TABA PENANJUNG, BE- Percobaan perbuatan asusila yang dilakukan Bw (26), Warga Kecamatan Taba Penanjung terhadap Belia (4) (nama disamarkan), keponakan kandung pelaku sendiri, kemarin (19/10) diselesaikan secara adat. Proses adat itu dilakukan di rumah Kades Desa Tanjung Raman, Sohandi.

Juga disaksikan Kadun, kerabat keluarga, pelaku dan orang tua korban, Sy (30). Perjanjian secara adat itu dilakukan secara tertulis dan bermaterai Rp 12 ribu, disertai sanksi dan kewajiban yang harus ditunaikan pelaku.

Sanksi itu terdiri dari 4 macam, membuat punjung ayam kuning, siri satu sagon lengkap dengan peralatannya, lemang santan 70 batang, dan membayar sanksi 40 riah.

“Itu kesepakatan kedua belah pihak, pihak pertama, sr dan pihak kedua Bw sudah sepakat menyelesaikannya di tingkat desa. Mereka sepakat menjalankan sanksi adat, disaksikan perangkat desa dan ikut ditandatangani kerabat,” kata Kades Tanjung Raman, Sohandi.

Dijelaskan Sohandi, kejadian pencabulan tersebut terjadi di rumah Bw, sekitar pukul 16.00 WIB. Rumah Bw tak jauh dari rumah sr, tepatnya berseberangan. Korban Belia, siswa PAUD sudah biasa tertandang di rumah Bw, karena masih terhitung paman korban.

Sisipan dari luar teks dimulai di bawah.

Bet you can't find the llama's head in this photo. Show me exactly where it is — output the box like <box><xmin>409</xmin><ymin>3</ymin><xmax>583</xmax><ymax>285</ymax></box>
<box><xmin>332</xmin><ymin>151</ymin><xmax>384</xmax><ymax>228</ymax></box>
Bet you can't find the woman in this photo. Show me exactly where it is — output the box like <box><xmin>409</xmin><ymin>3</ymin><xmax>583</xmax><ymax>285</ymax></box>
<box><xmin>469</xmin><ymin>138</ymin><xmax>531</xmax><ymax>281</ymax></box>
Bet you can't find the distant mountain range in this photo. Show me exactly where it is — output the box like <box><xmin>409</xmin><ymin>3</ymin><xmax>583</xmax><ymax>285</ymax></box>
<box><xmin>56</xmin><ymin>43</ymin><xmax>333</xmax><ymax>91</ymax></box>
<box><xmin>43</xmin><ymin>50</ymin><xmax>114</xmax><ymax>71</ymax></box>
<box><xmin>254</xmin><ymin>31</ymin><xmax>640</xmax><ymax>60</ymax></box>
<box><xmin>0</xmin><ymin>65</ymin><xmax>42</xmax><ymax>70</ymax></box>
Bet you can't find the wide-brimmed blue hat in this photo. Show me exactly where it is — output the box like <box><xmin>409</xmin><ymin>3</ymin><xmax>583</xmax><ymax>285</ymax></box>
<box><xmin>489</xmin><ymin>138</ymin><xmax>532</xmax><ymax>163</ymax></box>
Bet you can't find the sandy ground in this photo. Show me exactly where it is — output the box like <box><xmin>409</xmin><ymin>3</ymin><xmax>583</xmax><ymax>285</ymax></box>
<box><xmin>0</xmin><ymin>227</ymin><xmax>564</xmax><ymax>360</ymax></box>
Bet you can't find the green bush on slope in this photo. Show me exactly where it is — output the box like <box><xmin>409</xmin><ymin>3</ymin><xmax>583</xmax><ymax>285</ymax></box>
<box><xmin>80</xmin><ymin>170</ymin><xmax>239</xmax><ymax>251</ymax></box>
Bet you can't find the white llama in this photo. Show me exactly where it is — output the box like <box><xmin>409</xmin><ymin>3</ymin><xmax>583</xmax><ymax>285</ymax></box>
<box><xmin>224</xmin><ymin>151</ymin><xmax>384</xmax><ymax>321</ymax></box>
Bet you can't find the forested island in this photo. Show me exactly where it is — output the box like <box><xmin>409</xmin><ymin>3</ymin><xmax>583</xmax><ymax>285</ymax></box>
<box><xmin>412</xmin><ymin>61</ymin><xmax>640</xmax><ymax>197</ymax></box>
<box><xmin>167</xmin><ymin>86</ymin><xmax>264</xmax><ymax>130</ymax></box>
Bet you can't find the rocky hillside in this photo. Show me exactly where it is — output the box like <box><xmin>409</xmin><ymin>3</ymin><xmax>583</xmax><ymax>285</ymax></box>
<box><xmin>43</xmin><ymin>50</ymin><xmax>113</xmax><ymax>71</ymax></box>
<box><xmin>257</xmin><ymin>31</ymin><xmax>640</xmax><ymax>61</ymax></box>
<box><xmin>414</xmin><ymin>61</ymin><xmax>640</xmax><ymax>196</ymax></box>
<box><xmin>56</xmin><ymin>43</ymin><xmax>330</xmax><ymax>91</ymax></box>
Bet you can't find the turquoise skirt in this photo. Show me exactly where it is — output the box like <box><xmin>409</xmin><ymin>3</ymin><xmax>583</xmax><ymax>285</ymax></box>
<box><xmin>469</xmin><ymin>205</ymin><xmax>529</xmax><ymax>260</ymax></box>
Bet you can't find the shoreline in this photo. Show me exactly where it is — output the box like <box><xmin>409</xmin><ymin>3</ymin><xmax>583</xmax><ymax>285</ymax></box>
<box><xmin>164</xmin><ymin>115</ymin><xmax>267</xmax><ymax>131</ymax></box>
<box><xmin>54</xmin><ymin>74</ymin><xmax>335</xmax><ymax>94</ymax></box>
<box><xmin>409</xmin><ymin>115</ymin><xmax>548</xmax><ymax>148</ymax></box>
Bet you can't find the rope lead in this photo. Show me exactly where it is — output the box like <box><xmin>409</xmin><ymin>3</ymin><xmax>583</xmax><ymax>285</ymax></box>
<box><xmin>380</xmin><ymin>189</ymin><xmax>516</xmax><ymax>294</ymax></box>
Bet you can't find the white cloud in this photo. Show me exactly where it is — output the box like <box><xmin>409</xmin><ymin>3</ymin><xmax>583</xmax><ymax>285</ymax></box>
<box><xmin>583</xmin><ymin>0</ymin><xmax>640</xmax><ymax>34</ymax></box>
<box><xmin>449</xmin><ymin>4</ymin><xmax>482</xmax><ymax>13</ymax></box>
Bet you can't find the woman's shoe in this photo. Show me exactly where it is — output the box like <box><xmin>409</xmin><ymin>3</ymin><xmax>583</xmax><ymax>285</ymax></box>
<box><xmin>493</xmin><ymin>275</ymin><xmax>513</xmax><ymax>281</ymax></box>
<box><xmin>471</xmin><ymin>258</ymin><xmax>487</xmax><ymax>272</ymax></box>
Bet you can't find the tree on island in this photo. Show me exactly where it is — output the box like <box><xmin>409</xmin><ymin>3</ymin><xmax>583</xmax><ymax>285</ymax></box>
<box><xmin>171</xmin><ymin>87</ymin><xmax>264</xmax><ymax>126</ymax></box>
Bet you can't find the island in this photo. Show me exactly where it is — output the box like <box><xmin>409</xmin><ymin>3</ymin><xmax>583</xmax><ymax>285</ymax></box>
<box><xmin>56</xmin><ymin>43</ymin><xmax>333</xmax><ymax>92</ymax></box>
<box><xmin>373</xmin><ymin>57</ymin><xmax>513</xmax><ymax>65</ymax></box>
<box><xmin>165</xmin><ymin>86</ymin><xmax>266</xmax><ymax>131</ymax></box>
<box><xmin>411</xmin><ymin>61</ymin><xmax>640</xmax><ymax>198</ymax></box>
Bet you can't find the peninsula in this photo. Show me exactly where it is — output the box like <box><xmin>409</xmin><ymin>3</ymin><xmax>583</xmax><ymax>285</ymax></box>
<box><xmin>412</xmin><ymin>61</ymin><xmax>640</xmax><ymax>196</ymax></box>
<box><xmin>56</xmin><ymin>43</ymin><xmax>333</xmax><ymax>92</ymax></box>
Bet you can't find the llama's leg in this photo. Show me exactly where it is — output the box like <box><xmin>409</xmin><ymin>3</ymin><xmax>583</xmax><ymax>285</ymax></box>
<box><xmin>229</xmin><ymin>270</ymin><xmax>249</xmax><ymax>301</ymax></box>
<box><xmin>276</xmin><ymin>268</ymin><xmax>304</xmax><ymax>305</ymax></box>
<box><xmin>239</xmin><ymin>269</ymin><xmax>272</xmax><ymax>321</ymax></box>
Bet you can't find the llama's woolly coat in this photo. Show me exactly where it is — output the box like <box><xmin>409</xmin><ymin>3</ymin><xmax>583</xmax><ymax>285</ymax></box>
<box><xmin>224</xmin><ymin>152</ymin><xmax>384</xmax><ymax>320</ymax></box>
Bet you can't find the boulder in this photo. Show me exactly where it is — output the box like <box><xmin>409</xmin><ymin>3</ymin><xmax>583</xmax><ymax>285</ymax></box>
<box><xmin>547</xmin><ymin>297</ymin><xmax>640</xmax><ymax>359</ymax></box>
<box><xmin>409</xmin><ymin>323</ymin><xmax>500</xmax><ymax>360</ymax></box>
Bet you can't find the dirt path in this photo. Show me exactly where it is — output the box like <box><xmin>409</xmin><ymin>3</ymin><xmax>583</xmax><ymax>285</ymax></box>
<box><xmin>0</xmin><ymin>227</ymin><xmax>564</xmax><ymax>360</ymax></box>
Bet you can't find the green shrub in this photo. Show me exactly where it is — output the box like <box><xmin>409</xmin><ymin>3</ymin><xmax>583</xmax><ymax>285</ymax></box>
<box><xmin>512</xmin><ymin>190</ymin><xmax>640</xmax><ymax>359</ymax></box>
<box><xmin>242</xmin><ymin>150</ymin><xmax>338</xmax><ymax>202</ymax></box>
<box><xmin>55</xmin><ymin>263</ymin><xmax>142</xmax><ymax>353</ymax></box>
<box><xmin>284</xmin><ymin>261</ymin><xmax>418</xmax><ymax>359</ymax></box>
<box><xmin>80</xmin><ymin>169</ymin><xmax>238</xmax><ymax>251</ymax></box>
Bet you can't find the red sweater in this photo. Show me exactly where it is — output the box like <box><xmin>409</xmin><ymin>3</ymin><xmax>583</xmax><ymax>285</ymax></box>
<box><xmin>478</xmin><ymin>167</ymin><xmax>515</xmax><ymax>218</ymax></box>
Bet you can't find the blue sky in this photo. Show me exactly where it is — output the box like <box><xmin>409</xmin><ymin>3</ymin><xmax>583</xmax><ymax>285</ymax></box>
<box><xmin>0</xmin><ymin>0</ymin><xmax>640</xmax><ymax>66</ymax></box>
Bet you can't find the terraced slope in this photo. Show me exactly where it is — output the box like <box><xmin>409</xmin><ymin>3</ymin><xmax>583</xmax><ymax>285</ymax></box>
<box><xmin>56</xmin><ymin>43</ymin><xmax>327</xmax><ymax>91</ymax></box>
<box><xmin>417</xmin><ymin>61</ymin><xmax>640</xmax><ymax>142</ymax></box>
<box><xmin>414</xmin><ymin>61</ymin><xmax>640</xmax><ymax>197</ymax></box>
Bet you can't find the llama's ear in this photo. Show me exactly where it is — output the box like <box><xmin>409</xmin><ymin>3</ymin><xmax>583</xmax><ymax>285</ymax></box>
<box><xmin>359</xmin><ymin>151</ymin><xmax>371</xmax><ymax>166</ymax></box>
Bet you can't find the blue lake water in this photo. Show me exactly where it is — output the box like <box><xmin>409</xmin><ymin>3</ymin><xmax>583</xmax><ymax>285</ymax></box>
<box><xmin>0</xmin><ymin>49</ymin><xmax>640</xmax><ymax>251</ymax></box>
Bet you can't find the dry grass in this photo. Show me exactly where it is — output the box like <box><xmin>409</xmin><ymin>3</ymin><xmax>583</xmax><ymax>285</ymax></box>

Sehari-harinya Belia sudah tak asing lagi berada di rumah pamannya itu.  Saat itu lanjur Sohandi, korban berjalan sendiri. Saat ibu korban, M, mencari anaknya, anak pertamanya itu tak ada di rumah. Melihat itu ibu korban langsung berpikir anaknya pasti main ke rumah pamannya, Bw . Sehingga ibu korban langsung ke rumah Bw.

Namun Ibu korban sangat kaget menemukan anaknya di rumah Bw, tengah dibuka celananya oleh Bw. Sedangkan Bw pun juga terbuka celananya. Keduanya berada di dalam kamar. Melihat hal itu, ibu korban langsung merebut Belia dan memaki pelaku BW atas ulah tak senonohnya itu.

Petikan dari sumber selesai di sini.